Competitive advantages
Advanced portfolio construction
The team uses proprietary risk-based portfolio construction techniques that are transparent, diversified, efficient, and robust.
Tactical asset allocation (TAA)
The team is one of the longest-tenured global TAA managers, with a proven track record of adding value for clients since 1980.
Downside risk management
Innovative risk management strategies since 2015 have helped preserve capital while considering cost, consistency, and reactivity.
A long-term, value-oriented perspective with short-term adaptability
The team’s culture is a differentiating strength and includes a rich variety of backgrounds, thinking, and complementary skill sets.
Key risks
Market risk: Security markets are volatile and may decline significantly in response to adverse issuer, regulatory, political, or economic developments with different sectors of the market and different security types reacting differently to such developments.
Equity securities risk: Equity securities fluctuate in value and price in response to factors specific to the issuer of the security, such as management performance, financial condition, and market demand for the issuer's products or services, as well as factors unrelated to the fundamental condition of the issuer, including general market, economic, and political conditions.
Debt securities risk: Debt securities are subject to both credit and interest rate risk. Credit risk is the possibility that the issuer or guarantor of a debt security may be unable, or perceived to be unable or unwilling, to pay interest or repay principal when they become due, and credit risk increases as an issuer’s credit quality or financial strength declines. Interest rate risk is the possibility that interest rates will change over time such that when interest rates rise, the value of debt securities tends to fall and the longer the terms of the debt securities held the greater the impact of this risk.
Small-cap securities risk: If a strategy invests in the securities of smaller-capitalization companies, these securities tend to be more volatile and less liquid than those of larger companies.
High yield risk: If a strategy invests in high yield securities (commonly known as junk bonds), these securities are considered speculative and have a much greater risk of default or of not returning principal and their values tend to be more volatile than higher-rated securities with similar maturities.

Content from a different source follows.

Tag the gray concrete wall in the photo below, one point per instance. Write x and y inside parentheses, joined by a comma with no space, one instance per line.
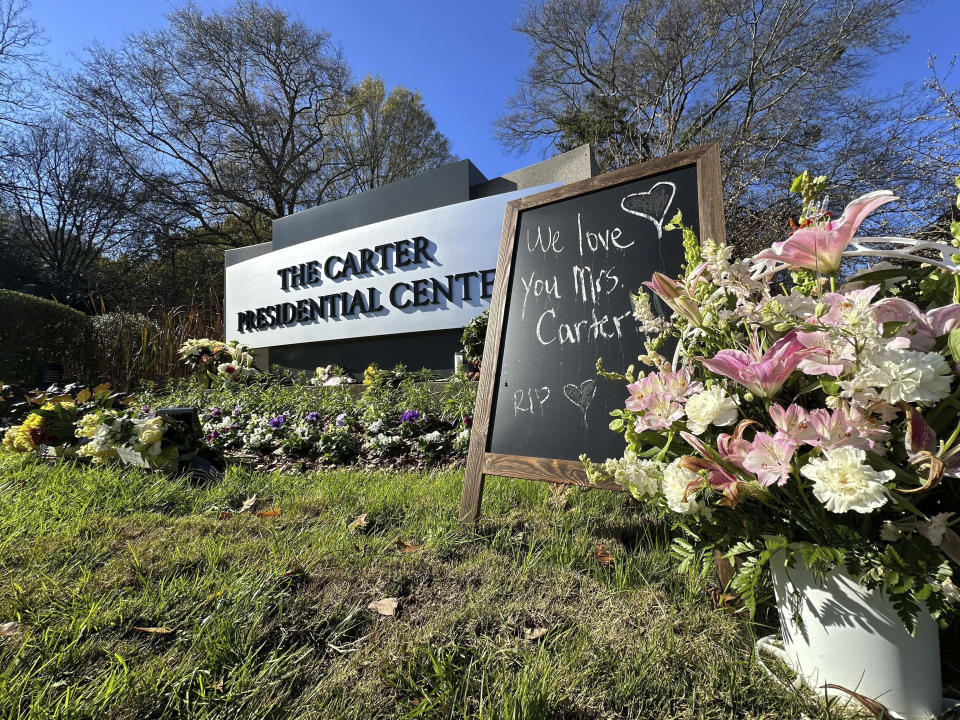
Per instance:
(457,182)
(435,188)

Foreign securities risk: If a strategy invests in the securities of non-U.S. issuers, these investments may be subject to lower liquidity, greater price volatility, and risks related to adverse political, regulatory, market, or economic developments and may be affected by changes in foreign currency exchange rates.
Investors should know that this strategy deployed may be subject to additional investment risks. For important information about the investment manager, please refer to Form ADV Part 2.